2019 sorgte Todd Phillips "Joker" schon vor seinem Kinostart für hitzige Diskussionen. Im Zentrum der Kritik stand die vermeintliche Verherrlichung eines Amokläufers - allen voran die eskalierende Gewalt, die der gesellschaftlich isolierte und psychisch instabile Protagonist Arthur Fleck (Joaquin Phoenix) schließlich als Joker in einem Akt der Selbstermächtigung auslebt. Der Vorwurf, dass der Film Flecks Wahnsinn und Brutalität romantisiere und damit eine gefährliche Botschaft vermittle, rief sogar die US-Bundespolizei FBI auf den Plan.

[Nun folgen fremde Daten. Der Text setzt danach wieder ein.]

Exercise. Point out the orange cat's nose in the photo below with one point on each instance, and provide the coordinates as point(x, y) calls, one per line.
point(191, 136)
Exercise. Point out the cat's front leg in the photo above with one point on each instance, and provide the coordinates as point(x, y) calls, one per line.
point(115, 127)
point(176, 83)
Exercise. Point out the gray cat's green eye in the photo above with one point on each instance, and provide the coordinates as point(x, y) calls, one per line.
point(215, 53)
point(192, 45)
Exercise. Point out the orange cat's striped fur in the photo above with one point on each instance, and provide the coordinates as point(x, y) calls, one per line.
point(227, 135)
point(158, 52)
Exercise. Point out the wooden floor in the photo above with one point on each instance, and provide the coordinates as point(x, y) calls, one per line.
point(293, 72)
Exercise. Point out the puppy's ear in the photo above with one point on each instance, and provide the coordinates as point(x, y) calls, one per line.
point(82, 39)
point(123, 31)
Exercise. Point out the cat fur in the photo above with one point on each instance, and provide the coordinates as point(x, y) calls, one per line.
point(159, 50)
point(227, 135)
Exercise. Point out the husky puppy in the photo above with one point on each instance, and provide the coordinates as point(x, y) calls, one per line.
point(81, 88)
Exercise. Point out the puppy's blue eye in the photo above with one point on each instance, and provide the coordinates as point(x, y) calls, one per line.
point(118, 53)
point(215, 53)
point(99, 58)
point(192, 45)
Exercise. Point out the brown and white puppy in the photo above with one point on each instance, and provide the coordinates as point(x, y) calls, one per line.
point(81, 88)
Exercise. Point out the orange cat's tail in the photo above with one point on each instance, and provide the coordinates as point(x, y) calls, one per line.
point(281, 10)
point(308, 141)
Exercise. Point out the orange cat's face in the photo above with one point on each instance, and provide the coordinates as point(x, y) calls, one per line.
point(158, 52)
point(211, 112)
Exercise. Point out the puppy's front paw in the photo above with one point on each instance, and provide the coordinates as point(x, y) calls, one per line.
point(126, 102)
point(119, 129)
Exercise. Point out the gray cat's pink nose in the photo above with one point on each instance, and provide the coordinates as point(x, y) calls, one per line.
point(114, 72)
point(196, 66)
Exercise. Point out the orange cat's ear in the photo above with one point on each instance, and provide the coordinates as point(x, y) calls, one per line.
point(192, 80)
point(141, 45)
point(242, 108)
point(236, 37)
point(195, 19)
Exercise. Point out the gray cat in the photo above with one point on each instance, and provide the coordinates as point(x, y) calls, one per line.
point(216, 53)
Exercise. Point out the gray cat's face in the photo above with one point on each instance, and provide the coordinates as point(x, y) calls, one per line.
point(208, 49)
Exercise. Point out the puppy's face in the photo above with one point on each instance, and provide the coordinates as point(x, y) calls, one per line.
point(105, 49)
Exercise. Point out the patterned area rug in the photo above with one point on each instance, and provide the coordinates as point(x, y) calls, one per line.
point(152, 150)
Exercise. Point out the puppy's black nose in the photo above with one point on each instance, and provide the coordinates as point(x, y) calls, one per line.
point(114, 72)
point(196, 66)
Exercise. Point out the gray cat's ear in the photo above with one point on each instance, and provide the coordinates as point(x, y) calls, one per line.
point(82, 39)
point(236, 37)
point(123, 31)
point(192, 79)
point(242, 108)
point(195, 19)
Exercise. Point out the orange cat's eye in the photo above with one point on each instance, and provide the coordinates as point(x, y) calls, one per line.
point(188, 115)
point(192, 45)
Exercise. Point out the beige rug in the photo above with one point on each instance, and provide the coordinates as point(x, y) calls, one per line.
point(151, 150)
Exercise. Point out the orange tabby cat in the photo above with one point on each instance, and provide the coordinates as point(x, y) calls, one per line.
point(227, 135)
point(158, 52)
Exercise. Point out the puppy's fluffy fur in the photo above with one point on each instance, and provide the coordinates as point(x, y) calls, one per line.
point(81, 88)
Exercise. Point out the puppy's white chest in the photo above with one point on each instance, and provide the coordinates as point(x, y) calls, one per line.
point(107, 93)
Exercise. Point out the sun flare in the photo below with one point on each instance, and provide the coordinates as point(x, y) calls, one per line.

Die Frage, was sich diese Zuschauer bei ihrer Kritik gedacht haben, scheint berechtigt. Schließlich handelte es sich bei "Joker" um einen Thriller, der in der fiktiven, von Korruption und Verfall geprägten Welt von Gotham City spielt. Soll ein Film über den Joker - eine der wohl ikonischsten und gefährlichsten Figuren des DC-Universums - ein friedliches und moralisch unbedenkliches Drama werden? Wohl kaum. So ist es kaum verwunderlich, dass die Figur, die als Sinnbild für Chaos und Anarchie steht, hier in voller Härte gezeigt wurde. Phoenix' Darstellung des an Schizophrenie leidenden Clowns, der zunehmend den Bezug zur Realität verliert, war fesselnd und brachte die tragische Seite seiner Figur zum Vorschein.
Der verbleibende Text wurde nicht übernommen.